If you don’t know the answer off the top of your head, that’s a problem. If you’re in a B2B or Information Technology company and gave either one as your answer, that could be a problem too.
Most branding practice and academic study originated in the B2C world and most examples and case studies of brand portfolio strategies are about B2C companies. The academic classifications of the most common branding architectures are:
- Branded House – uses one master brand name across all products which are usually assigned descriptive or identity sub-brand names. In this model the products or sub-brands have a tight connection to the provider.

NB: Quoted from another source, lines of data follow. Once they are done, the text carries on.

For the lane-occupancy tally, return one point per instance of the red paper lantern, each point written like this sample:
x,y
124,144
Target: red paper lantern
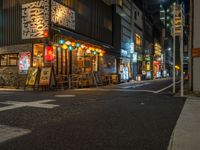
x,y
49,54
46,33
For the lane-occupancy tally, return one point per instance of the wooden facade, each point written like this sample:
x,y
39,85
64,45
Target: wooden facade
x,y
91,18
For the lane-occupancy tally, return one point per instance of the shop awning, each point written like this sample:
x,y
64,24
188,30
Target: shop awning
x,y
109,48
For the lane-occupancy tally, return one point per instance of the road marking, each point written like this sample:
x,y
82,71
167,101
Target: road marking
x,y
63,96
135,85
7,132
38,104
165,88
110,90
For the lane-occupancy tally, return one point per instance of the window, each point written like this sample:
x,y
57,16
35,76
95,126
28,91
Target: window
x,y
9,59
108,24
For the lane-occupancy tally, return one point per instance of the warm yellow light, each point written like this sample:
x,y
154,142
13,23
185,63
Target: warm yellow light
x,y
177,67
64,46
68,43
101,54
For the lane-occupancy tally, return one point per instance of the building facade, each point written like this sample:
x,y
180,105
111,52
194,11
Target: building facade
x,y
73,36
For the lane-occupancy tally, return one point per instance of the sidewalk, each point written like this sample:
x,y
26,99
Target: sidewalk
x,y
186,135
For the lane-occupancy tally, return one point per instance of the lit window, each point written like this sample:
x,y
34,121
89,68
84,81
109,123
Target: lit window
x,y
9,60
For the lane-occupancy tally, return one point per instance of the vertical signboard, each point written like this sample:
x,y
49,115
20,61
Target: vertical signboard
x,y
35,19
62,15
24,62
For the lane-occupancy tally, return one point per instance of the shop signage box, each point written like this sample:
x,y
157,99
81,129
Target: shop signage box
x,y
196,52
32,76
35,18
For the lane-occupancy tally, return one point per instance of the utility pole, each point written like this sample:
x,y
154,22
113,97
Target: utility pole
x,y
181,50
190,46
174,49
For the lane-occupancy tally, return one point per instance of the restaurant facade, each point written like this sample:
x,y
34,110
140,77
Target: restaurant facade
x,y
74,37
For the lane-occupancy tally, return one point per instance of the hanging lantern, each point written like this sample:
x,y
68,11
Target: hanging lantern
x,y
73,44
70,48
88,51
68,43
61,41
101,54
82,46
49,54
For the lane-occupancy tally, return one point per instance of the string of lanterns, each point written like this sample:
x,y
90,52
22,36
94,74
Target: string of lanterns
x,y
72,45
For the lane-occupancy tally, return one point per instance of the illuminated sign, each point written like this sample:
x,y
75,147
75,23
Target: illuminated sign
x,y
35,19
24,62
134,57
62,15
49,54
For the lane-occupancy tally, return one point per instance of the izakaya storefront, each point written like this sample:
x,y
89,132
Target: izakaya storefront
x,y
70,56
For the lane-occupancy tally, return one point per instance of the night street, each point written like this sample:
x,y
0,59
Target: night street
x,y
115,117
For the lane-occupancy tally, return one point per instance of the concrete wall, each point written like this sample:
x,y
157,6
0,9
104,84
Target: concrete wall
x,y
196,44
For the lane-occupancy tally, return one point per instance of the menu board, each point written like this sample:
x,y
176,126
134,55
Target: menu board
x,y
45,76
31,76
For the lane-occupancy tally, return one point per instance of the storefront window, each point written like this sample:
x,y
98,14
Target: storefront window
x,y
9,59
38,55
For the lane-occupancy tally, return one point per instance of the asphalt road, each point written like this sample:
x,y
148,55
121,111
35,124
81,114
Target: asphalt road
x,y
121,117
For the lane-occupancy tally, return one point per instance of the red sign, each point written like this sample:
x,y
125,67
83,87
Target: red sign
x,y
196,52
49,54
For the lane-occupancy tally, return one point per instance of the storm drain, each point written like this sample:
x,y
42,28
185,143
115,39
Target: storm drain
x,y
7,132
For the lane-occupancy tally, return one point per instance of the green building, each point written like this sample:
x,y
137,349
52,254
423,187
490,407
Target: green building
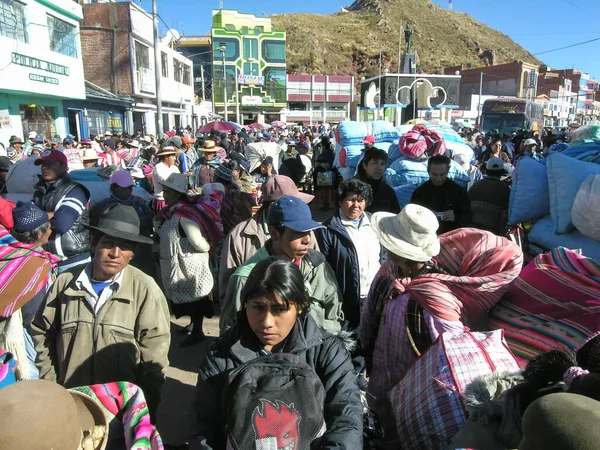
x,y
253,55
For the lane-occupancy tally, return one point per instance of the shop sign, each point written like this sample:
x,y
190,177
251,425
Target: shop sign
x,y
251,100
115,122
4,118
251,80
43,78
34,63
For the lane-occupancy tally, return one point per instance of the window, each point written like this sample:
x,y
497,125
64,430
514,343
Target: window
x,y
187,75
38,118
273,51
142,59
12,20
63,37
177,70
164,62
250,48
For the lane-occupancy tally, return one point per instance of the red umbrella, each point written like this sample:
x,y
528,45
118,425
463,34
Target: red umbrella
x,y
217,125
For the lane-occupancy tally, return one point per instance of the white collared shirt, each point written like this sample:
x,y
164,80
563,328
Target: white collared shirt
x,y
367,249
84,282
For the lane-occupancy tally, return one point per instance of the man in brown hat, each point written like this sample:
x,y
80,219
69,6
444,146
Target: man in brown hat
x,y
207,164
246,238
107,321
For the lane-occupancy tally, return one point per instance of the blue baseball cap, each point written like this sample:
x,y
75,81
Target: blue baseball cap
x,y
291,212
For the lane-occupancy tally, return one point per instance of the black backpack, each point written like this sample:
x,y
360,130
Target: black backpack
x,y
273,402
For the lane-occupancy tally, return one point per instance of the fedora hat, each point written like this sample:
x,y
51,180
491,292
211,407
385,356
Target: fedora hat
x,y
209,146
121,221
410,234
167,150
42,414
89,154
177,182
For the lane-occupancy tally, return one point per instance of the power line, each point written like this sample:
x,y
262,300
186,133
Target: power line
x,y
567,46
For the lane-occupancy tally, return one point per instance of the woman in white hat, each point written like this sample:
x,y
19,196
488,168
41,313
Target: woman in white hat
x,y
185,250
428,286
167,157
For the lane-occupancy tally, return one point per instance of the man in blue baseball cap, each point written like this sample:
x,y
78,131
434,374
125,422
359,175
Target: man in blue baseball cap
x,y
290,224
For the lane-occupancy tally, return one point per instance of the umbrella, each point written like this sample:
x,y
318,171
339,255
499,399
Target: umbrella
x,y
255,125
218,125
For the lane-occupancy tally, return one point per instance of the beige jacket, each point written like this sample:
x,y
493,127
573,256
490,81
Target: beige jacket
x,y
241,244
128,340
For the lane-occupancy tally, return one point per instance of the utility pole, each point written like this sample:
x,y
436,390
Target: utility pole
x,y
237,97
398,110
479,102
157,71
202,81
380,93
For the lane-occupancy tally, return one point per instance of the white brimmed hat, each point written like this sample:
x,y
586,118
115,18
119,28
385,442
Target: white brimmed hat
x,y
177,182
410,234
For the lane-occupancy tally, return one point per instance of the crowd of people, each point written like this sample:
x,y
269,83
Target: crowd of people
x,y
190,229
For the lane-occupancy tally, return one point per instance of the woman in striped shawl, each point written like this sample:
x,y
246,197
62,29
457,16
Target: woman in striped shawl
x,y
26,271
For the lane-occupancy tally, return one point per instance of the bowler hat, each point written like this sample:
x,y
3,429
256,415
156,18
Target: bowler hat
x,y
121,221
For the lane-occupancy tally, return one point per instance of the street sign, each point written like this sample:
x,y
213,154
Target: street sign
x,y
251,80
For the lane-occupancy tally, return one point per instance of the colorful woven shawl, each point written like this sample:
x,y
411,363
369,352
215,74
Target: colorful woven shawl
x,y
480,265
125,402
25,269
553,304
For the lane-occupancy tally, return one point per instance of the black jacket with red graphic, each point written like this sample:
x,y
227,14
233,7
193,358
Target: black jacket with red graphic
x,y
323,352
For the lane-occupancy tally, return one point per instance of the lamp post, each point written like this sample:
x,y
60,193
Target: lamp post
x,y
223,49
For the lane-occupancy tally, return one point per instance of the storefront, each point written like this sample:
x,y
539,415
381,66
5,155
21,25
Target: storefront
x,y
40,68
101,112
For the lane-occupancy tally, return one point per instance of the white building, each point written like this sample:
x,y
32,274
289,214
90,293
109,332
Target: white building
x,y
40,65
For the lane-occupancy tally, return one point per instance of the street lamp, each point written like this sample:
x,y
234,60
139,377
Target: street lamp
x,y
223,49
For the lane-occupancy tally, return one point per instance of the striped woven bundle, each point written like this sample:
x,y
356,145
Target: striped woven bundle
x,y
481,267
25,269
427,402
553,304
126,401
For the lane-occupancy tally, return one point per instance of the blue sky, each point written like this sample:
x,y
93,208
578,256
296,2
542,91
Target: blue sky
x,y
537,25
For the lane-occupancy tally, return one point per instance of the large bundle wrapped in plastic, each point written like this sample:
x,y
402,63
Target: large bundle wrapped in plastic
x,y
350,132
588,132
408,171
422,143
384,131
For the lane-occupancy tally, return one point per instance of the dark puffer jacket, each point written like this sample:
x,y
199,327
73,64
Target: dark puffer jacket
x,y
325,353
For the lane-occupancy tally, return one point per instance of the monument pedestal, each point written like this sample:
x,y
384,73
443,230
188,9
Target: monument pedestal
x,y
409,63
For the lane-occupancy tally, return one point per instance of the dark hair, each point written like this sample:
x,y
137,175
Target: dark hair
x,y
374,153
354,186
277,276
438,159
548,369
30,237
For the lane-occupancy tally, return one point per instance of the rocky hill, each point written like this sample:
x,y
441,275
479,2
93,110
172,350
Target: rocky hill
x,y
349,42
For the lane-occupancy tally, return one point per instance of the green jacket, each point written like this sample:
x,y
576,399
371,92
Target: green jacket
x,y
320,282
127,341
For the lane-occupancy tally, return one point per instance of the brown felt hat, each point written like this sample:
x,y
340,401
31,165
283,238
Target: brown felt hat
x,y
39,414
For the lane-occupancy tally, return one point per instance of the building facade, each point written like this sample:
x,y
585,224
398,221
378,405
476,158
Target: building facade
x,y
117,39
40,66
315,99
249,61
516,79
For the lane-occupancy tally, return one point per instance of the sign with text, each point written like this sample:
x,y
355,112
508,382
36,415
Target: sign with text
x,y
43,78
251,80
4,118
34,63
251,100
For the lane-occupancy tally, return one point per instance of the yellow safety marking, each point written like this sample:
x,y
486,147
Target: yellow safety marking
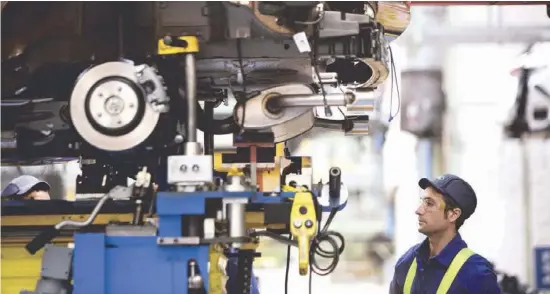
x,y
192,46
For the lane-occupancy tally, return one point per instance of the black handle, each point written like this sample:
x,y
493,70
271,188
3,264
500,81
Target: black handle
x,y
41,240
334,182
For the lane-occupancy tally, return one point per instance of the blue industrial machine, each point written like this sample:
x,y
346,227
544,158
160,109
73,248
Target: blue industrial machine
x,y
174,255
127,99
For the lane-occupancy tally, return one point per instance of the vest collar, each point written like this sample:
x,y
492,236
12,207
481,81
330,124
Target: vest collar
x,y
445,257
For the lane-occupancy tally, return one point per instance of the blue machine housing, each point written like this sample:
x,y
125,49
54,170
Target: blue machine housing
x,y
137,264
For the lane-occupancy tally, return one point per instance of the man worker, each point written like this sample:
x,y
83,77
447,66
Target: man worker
x,y
26,187
442,263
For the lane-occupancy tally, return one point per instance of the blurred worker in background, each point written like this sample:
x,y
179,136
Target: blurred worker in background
x,y
443,263
26,188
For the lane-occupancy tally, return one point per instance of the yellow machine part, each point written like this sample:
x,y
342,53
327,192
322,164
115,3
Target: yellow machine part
x,y
20,270
192,46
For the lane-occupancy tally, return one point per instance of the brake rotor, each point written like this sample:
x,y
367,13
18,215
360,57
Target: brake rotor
x,y
108,107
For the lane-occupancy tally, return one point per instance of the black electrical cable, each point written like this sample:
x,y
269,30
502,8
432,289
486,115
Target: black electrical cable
x,y
241,67
287,263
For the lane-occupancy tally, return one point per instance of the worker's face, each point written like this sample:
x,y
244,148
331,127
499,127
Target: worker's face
x,y
432,217
38,195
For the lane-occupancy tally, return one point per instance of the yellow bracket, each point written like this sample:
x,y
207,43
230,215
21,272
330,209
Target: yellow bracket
x,y
192,46
303,226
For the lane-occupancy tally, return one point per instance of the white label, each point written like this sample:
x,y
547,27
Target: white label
x,y
300,39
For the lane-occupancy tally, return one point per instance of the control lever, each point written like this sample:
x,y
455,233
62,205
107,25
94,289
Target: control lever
x,y
334,184
303,227
334,195
48,235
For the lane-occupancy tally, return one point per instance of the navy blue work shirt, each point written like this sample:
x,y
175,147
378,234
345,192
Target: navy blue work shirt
x,y
475,277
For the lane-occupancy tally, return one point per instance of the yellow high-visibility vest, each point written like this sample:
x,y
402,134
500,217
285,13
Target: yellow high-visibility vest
x,y
450,275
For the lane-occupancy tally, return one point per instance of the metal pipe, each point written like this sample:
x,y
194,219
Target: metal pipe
x,y
191,95
335,99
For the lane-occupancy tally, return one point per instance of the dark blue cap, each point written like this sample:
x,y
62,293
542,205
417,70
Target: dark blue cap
x,y
455,188
22,185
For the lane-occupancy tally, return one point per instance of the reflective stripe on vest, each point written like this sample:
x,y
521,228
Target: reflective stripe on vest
x,y
448,278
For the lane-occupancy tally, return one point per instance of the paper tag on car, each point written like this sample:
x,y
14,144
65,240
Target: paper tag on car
x,y
300,39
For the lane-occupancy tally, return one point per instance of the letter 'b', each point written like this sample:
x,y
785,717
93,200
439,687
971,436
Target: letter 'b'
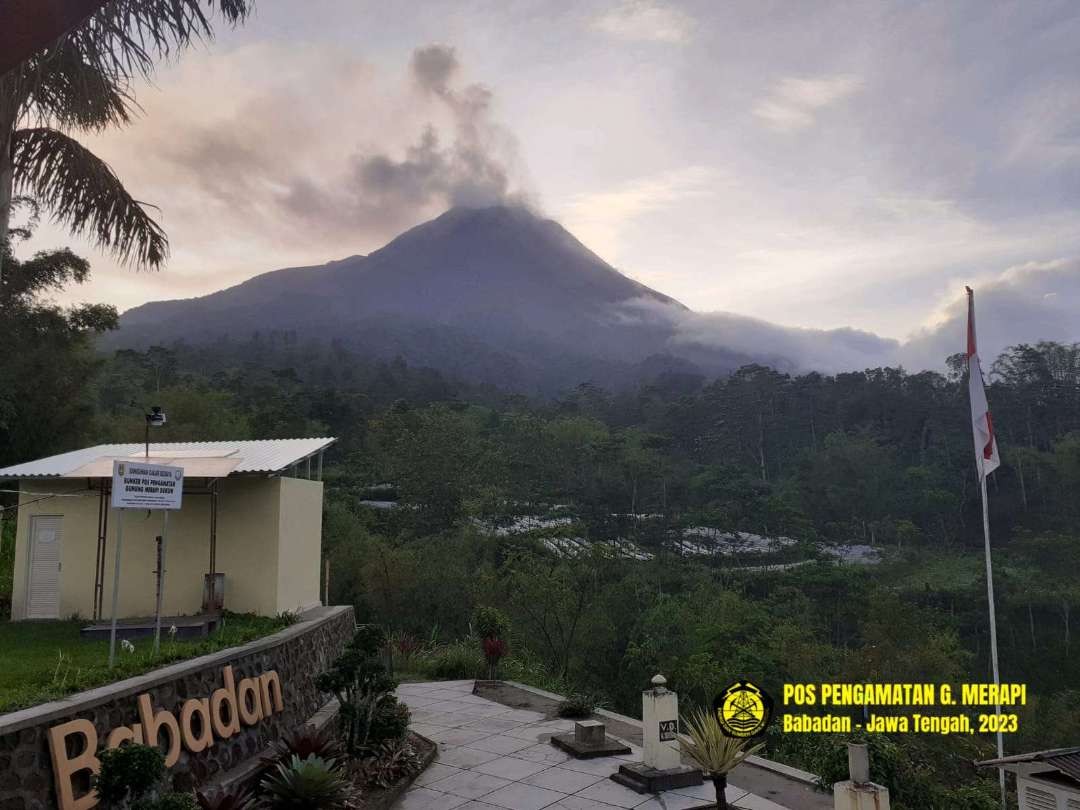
x,y
152,724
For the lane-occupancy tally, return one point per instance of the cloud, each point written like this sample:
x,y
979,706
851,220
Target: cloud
x,y
643,21
474,170
788,349
1024,304
794,103
598,218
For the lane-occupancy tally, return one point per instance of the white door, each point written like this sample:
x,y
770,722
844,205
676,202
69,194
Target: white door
x,y
43,596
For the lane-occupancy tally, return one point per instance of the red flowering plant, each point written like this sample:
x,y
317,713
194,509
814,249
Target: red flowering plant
x,y
493,628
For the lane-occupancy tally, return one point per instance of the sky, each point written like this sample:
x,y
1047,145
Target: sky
x,y
820,166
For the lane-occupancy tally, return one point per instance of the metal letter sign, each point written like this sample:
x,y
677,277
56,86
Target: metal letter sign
x,y
137,485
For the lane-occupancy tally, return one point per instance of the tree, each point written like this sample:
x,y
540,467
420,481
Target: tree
x,y
83,82
49,364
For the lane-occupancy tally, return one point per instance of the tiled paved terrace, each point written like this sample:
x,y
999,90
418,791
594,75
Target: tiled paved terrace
x,y
491,756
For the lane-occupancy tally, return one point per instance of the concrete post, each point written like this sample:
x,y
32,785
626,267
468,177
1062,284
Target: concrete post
x,y
858,792
660,726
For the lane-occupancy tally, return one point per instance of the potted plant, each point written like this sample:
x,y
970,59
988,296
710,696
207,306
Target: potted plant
x,y
493,628
713,751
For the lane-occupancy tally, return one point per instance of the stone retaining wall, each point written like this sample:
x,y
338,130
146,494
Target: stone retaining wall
x,y
297,653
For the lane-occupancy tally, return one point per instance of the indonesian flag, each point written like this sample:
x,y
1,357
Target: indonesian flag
x,y
986,445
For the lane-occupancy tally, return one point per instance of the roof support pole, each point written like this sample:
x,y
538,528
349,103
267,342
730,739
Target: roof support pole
x,y
162,545
116,592
103,516
212,586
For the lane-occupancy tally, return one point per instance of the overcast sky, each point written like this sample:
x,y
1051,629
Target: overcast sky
x,y
817,165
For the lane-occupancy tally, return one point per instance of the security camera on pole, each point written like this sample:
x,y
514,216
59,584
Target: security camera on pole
x,y
143,485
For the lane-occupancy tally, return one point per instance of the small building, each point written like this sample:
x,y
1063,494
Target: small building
x,y
1045,780
247,537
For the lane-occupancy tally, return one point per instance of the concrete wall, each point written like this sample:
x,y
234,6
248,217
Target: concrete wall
x,y
269,541
297,653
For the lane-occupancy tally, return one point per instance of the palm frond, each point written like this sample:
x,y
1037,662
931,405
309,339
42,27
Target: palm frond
x,y
81,190
710,748
126,37
82,79
59,88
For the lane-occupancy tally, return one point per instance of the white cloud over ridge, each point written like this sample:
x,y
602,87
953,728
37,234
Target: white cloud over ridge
x,y
645,21
794,103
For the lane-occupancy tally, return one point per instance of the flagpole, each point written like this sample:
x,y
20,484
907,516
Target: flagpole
x,y
986,459
994,632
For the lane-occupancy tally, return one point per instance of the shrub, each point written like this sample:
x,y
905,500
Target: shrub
x,y
490,623
306,784
579,705
368,709
170,801
391,761
495,649
390,723
225,798
306,741
130,774
451,662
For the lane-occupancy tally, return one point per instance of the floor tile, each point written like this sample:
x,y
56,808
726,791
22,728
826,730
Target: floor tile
x,y
602,767
510,768
434,772
463,757
499,744
574,802
752,801
470,784
563,779
495,725
458,737
612,793
673,801
542,753
521,796
423,798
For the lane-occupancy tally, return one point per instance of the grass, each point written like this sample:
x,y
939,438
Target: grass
x,y
7,565
42,661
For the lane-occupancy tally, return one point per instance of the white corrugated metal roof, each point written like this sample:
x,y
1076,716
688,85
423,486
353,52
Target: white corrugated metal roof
x,y
258,456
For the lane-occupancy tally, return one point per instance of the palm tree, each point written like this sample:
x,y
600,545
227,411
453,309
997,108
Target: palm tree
x,y
713,751
82,82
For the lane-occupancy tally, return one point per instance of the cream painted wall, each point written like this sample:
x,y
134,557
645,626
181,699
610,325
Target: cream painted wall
x,y
269,540
247,514
299,554
78,539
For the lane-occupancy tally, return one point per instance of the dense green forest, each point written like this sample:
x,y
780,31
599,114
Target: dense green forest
x,y
879,458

- House of Brands – each product line is a stand-alone brand that is specifically positioned in a particular market segment independent of other brands in the company. The brands have no intentional connection to the provider.
B2B companies are fundamentally different from B2C companies in just about every aspect of their operations, customers and markets. Many technology companies operate in both B2B and B2C worlds. While B2C buyers couldn’t care less that P&G is the company behind Crest, Pringles or Tide, B2B and information technology buyers care a great deal about who is the provider company for a product they buy. This gives rise to a 3rd branding architecture as the prevalent model for B2B and IT companies:
- Hybrid or Asymmetrical – uses elements of both the Branded House and House of Brands models in a defined architecture for a company’s specific circumstances.
A major concern with the Branded House and Hybrid umbrella brand architectures is that when something goes wrong in one product line or sub-brand, it could impact other products, sub-brands, markets and customers whether related or not, in the house or umbrella brand. In the Hybrid architecture, introducing a new umbrella brand across previously independent brands originating from organic development or acquisitions, is a huge and long-term undertaking, but it’s what B2B and IT customers and the marketplace want and expect.
Back to the title of this post – it’s a good question, but the underlying more important fundamental questions to take away are:
- Do you have a Brand Portfolio Strategy? Or in different terminology, do you have a Brand Architecture?
- If so, what is it and does everyone in your company understand and follow it?
- If not, when are you going to develop it?